Quotes From The Book
“When your weakest executive skills seem to suffer a setback, this is a good clue that your stress level is rising. Knowing this about yourself, you may be able to put systems in place to reduce the stress or to cope with your decline in executive functioning.”
“Clearly childhood offers parents and teachers a critical opportunity to enhance the learning and development of executive skills in a child.”
“Parents and other adults who work with children tend to make two kinds of mistakes. They either provide too much support, which means the child is successful but fails to develop the ability to perform the task independently, or they provide too little support, so the child fails and, again, never develops the ability to perform the task independently.”

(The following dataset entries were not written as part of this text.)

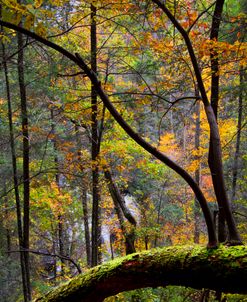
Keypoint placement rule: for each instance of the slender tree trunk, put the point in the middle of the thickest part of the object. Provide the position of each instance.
(96, 229)
(220, 194)
(86, 225)
(197, 172)
(84, 199)
(121, 210)
(15, 178)
(238, 139)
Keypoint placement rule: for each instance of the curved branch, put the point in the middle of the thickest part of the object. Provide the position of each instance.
(223, 269)
(212, 240)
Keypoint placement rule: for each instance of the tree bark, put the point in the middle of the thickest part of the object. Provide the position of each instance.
(220, 191)
(219, 184)
(223, 269)
(212, 240)
(121, 210)
(84, 199)
(197, 173)
(60, 217)
(96, 230)
(238, 139)
(25, 152)
(15, 177)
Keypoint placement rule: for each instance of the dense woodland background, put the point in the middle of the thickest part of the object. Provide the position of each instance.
(75, 189)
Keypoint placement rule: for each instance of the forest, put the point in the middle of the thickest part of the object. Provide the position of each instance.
(123, 164)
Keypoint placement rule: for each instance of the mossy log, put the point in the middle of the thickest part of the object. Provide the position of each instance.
(222, 269)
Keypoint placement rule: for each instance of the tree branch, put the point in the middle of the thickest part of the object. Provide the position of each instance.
(223, 269)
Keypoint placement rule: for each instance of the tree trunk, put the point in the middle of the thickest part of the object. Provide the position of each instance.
(220, 194)
(223, 269)
(58, 183)
(84, 199)
(86, 225)
(215, 161)
(25, 151)
(197, 173)
(96, 230)
(15, 178)
(238, 139)
(212, 240)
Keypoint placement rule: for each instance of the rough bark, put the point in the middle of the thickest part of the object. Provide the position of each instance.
(117, 197)
(121, 209)
(238, 138)
(84, 198)
(137, 138)
(197, 174)
(25, 165)
(219, 189)
(15, 175)
(95, 147)
(215, 142)
(60, 218)
(223, 269)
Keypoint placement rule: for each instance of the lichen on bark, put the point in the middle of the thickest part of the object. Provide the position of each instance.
(224, 269)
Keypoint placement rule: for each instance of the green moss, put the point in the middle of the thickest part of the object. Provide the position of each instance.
(225, 265)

“In all our years of professional practice, we have met very few children we would call lazy. We’ve met children who are discouraged, who doubt their abilities, who feel it is more punishing to try and fail than not try at all, or who prefer to spend time doing things they find fun rather than things they find tedious or difficult. The critical issue is not whether children can’t or won’t, but what it would take to help them overcome whatever obstacle is preventing them from acquiring proficiency at tasks or completing tasks that are currently not getting done.”
“Whenever possible, practice, role-play, or rehearse the procedure before putting it in place. This will be particularly important if the target executive skill is response inhibition or emotional control. Because things can happen quickly in real life and because the problem behavior often occurs in emotionally charged situations, the more practice the child can get when her emotions are not at their peak, the more likely she’ll be able to follow the script in the heat of the moment.”